Assessment: Continuation of head-to-toe assessment and focused patient-specific assessment of the adult patient.
Patient Teaching: The importance of medication compliance in disease management and the complications and outcomes of untreated/unmanaged Type II Diabetes Mellitus.
Evidence-based Practice: See care plan (part1, part 2)
Competencies met during rotation: Spiking/hanging IVPB medications, subcutaneious injections, gaining knowledge of the method and caution used when handling a Heparin drip, extension of patient-nurse communication, Accuchecks, More extensive practice of IV pus medications, and increased confidence in charting.
Personal Reflection: This rotation really let me put all of the things in previous learned courses together. I learned a lot about the complications of Diabetes Mellitus and its relation to cardiovascular and renal problems, and was better able to link together patients' co-morbidities.
Assessment: BUBBLEHEB, REEDA, and newborn assessment.
Patient Teaching: Breast care, Hazards of co-sleeping, and sitz bath use.
Evidence-based Practice: See Case Study
Competencies Met During Rotation: IV push medication administration, IM medication administration (newborn), subcutaneous medication administration, heel sticks and newborn blood glucose measurement, ability to detect non-reassuring fetal heart rate patterns on monitors.

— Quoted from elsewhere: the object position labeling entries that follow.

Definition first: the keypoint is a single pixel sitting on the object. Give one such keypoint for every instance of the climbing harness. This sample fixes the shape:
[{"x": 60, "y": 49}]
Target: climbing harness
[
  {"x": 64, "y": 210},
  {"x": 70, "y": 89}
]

Personal Reflection: I thoroughly enjoyed this very specific area of nursing. I was able to educate new mothers and fathers on various aspects of infant care and had had several very receptive mothers when educating about personal care after delivery. Being involved in the families' exciting arrival of their new additions brought me much joy and I felt that I learned quite a bit during this clinical experience.
Assessment: Pediatric head-to-toe assessment, focused respiratory, GI and EENT assessments.
Patient Teaching: Smoking cessation, disease pathology, home medication use.
Evidence-based Practice: See Case Study
Competencies Met During Rotation: Effective interaction with and explanation of procedures to children and parents, Hanging IV infusions, attaching tubing, setting pump rates, and correcting problems with IV pumps, Calculating safe pediatric medication doses, Charting for childhood asthma pathways, IV medication administration (toddler), and IV discontinuation.
Personal Reflection: The practice I gained during this rotation in communication is indispensable. I had to communicate with less-than-interested parents on several occasions, and making them realize just how important their child's health was was not always an easy task. I feel that I now have a better understanding of family dynamics and how to get through to some of the more difficult families of ill children.